Power of Hope

I often get asked what has brought such radical transformation to my life. 

Ten years ago, I could not have imagined starting a business, launching a ministry, or getting on stages to share God’s goodness. 

 When people ask what has brought such boldness into my life it is easy to say, “Jesus.” It is an incredible answer, and the more I dwell on it the more overwhelmed I get with its truth. While salvation is the single most important thing Jesus has offered me, He has given me so much more. Salvation is the ground floor for the vibrant life and friendship I now have with Jesus. When I think about whoJesus is to me, I realize it is His hope that has inspired me to this place. As a believer, I don’t have hope for my future because I have a positive outlook. I have hope because I am connected to a person, Jesus. 

If I am being vulnerable, my current life circumstances don’t give me a lot of reason to have hope. Bills are getting paid late, my body is exhausted from the amount of work I am doing, I am constantly having to consciously choose emotional and spiritual health as a priority. There has been more than one day in the last couple of months that I have broken down in tears.

 Hope is the antidote for disappointment, so what do I do in these moments? I connect to the source of hope Himself.“Hope deferred makes the heart sick, but a longing fulfilled is a tree of life.” When I focus on what I am notseeing my heart is sick. However, when I focus on what God has said about me my hope is fueled. Whatever we focus on will influence our hope-o-meter. Need hope? Focus on God’s faithfulness.

 This is the kind of hope that changes not only our lives, but it changes culture. 

This week, I shared breakfast with a youth worker in Nashville who goes into juvenile detention centers and meets kids who are locked up.  It would be easy to think of juvenile detention centers as places with no hope, places of lost dreams, places of regret. That’s not his perspective. He goes in and offer these kids hope. He shows them what they are good at and offers a different perspective of what their life could look like. Hope changes their lives, the lives of their family, the lives of their friends. 

Today, I had a conversation with a man that travels the United States teaching students how to combat bullying. He found the answer not aggression, reporting, or ignoring. It is kindness. Kindness diffuses bullying. It is partnering with hope that the bullied and the bully can actually be friends. What if a whole generation and entire schools can experience freedom through partnering with hope. 
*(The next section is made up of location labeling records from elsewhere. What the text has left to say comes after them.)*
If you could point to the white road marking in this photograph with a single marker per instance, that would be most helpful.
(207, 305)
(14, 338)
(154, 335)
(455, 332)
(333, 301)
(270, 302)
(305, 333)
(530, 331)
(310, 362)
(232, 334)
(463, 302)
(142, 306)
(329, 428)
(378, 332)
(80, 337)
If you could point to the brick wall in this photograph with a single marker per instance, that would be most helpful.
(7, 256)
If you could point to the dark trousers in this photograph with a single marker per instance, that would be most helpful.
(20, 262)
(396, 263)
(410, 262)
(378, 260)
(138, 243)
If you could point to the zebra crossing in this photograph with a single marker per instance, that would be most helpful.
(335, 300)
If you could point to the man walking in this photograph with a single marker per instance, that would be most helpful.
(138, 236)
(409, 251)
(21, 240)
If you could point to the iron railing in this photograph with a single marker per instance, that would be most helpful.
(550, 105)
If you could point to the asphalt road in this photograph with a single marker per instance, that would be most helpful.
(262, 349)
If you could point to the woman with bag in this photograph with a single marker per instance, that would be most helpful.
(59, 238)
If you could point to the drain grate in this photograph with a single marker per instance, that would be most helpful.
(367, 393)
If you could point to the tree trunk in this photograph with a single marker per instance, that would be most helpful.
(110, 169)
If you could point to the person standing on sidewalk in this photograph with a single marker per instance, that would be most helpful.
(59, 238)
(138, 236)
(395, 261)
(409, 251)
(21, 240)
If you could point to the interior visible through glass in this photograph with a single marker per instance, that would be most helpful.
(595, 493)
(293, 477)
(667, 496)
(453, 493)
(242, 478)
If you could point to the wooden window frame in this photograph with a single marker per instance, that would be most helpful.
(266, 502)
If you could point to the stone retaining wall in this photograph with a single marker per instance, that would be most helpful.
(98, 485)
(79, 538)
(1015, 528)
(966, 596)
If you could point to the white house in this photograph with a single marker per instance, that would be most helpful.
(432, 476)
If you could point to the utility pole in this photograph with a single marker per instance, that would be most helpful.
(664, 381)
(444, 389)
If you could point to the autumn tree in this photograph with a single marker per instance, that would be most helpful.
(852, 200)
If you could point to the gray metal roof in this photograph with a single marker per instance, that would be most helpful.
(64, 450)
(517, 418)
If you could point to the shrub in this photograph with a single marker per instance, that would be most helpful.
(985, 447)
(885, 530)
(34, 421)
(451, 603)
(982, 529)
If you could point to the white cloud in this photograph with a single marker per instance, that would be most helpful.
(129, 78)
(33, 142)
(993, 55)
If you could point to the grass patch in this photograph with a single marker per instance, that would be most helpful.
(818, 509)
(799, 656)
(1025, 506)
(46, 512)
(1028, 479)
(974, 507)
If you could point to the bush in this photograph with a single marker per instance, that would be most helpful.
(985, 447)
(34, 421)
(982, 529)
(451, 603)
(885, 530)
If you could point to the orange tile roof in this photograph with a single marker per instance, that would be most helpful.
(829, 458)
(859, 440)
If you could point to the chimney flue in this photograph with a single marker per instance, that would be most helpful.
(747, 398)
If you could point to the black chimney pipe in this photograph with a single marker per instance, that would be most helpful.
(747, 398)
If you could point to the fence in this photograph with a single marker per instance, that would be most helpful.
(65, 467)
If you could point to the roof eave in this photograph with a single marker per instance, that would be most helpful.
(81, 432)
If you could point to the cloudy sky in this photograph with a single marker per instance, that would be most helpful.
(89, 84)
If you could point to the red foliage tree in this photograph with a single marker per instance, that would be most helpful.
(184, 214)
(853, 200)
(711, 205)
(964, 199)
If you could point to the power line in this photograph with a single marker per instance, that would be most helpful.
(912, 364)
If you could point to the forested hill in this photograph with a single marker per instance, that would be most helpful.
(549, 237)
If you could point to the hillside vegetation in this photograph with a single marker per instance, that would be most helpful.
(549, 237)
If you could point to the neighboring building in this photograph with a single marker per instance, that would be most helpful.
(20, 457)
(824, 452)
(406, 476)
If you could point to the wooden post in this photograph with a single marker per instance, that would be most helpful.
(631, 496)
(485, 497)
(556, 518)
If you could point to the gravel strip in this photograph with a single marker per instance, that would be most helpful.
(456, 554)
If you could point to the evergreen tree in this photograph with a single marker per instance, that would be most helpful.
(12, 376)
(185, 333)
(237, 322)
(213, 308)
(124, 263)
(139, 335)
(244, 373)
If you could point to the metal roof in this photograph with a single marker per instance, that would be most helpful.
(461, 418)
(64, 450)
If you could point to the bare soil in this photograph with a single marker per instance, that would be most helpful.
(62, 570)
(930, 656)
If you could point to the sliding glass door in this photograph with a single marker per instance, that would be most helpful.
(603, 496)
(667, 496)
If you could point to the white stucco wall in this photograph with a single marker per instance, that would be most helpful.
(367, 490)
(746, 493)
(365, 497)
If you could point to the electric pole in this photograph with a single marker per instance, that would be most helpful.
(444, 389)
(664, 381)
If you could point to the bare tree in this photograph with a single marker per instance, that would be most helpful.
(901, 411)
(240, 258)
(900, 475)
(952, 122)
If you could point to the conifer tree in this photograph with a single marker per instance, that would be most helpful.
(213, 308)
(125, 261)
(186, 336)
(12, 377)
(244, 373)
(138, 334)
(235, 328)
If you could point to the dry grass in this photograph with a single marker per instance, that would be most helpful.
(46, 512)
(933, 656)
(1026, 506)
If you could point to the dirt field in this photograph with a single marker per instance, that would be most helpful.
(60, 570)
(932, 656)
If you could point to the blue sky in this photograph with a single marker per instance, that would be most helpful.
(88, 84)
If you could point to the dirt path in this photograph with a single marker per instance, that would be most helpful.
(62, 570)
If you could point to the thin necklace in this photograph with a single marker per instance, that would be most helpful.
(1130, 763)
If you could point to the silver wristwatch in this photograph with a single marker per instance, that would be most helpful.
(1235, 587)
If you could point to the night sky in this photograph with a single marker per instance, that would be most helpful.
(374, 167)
As believers we know that God is the God of the impossible. If we connect our hearts to Him, we can be the most hopeful people on the planet. Francis Frangipane said, “Every area of our life that is not glistening with hope means that we are believing a lie, and that area is a stronghold of the enemy.” 

 Perhaps the area I have seen this in most clearly is in my journey as a single. I spent my teens and early twenties in constant state of hopelessness. Hopeless, because my friend got asked out by the guy I liked. Hopeless, because I didn’t know any guys who were running after Jesus like I was. Hopeless, because I misread someone’s intentions…again. This area of my life was certainly not “glistening with hope.”  It was however, laced with misperceptions about myself, inner vows, bitterness, anger and co-dependency. Letting God heal these areas allowed hope to flood my heart again. 

I believe that God is restoring hope to His bride. God is on our side. The One who can make a deliverer out of a runaway, a warrior out of a shepherd, world shifters out of a teenage fisherman.